Em uma coletiva de imprensa, nesta quinta, Dmitry Peskov, porta-voz do Kremlin, confirmou a informação sobre o aplicativo de mensagens americano, mas não citou as outras duas plataformas. “Essa decisão foi de fato tomada e implementada pela relutância do WhatsApp e cumprir as normas e a letra da lei russa”, disse Peskov. Além disso, o porta-voz também não esclareceu questões sobre um possível bloqueio do ‘Telegram’, rede de troca de mensagens russa.
Diante da declaração do Kremlin, a plataforma ‘WhatsApp’ afirmou que segue com ações para manter seus serviços ativos no território russo e também caracterizou o governo de Vladimir Putin como retrocesso.
O bloqueio dessas plataformas de comunicação se dá em um momento onde o governo russo tenta abrir espaço para o ‘Max’, um aplicativo de comunicação desenvolvido pelo próprio Estado.

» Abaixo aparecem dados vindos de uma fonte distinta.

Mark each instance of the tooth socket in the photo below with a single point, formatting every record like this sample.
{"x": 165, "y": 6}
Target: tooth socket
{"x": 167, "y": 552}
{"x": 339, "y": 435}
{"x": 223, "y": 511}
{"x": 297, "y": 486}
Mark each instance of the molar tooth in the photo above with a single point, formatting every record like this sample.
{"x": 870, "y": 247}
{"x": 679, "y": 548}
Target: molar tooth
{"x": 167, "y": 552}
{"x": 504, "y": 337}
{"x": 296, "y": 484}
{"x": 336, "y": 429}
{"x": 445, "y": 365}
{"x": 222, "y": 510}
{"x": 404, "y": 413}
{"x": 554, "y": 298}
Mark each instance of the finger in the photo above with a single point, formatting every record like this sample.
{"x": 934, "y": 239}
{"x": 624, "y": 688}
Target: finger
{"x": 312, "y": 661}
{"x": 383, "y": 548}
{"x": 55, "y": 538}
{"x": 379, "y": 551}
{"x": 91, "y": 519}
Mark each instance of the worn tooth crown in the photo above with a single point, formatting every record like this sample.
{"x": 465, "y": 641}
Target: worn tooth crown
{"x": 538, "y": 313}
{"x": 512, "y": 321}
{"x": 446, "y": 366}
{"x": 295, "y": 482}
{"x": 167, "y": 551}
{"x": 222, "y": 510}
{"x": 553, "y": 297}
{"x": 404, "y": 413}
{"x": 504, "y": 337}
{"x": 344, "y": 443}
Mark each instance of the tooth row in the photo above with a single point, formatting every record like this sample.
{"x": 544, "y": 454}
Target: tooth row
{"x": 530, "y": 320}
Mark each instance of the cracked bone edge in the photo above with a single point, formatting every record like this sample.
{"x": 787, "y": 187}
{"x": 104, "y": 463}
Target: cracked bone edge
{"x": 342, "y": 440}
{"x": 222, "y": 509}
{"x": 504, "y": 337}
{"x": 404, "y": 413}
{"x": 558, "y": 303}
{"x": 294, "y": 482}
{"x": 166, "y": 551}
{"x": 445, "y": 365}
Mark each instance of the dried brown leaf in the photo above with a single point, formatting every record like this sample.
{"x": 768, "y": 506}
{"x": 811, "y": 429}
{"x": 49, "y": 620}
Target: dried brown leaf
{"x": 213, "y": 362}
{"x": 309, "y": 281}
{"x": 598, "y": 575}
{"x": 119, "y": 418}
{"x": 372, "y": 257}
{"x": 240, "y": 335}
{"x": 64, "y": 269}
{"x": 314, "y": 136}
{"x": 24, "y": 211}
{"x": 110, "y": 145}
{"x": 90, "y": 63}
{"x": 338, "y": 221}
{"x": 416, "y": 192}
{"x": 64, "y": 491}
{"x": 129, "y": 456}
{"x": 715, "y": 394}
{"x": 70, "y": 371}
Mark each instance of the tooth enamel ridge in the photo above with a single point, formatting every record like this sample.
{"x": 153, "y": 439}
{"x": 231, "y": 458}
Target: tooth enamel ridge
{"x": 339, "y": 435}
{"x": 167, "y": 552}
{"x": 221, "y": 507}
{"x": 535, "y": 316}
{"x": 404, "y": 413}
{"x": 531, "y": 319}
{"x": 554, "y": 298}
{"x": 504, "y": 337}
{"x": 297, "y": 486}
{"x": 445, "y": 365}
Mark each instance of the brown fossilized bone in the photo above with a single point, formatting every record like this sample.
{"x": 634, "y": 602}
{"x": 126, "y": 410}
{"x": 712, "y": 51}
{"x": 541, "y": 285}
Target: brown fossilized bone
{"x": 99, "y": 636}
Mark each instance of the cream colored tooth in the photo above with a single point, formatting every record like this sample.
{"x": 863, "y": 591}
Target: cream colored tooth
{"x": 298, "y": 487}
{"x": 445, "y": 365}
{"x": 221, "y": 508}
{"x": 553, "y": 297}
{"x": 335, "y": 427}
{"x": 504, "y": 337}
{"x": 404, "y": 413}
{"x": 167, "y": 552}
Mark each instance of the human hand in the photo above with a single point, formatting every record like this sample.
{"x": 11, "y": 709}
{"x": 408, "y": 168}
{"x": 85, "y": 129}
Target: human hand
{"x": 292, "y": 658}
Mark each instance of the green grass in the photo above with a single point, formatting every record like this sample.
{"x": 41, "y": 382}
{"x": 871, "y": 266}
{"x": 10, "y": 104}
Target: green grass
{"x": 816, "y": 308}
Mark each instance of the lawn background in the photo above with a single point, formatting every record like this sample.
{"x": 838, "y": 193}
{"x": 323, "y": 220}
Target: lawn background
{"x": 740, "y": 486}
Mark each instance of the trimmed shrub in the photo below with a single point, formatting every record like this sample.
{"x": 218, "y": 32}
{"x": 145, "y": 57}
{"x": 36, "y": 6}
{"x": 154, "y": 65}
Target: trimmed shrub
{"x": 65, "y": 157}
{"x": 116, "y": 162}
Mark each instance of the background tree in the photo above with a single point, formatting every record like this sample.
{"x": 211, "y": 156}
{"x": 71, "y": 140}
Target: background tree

O cenário do WhatsApp na Rússia
Com mais de 100 milhões usuários no país, a atuação do aplicativo já estava sendo reduzida desde agosto do ano passado. A população enfrentava dificuldades como não conseguir fazer chamadas de vídeos ou enviar fotos e vídeos há meses.
O Roscomnadzor, órgão regulador da internet no país, já havia alertado a ferramenta sobre um possível bloqueio: “Caso as exigências da legislação russa não sejam cumpridas pelo navegador, será totalmente bloqueado”.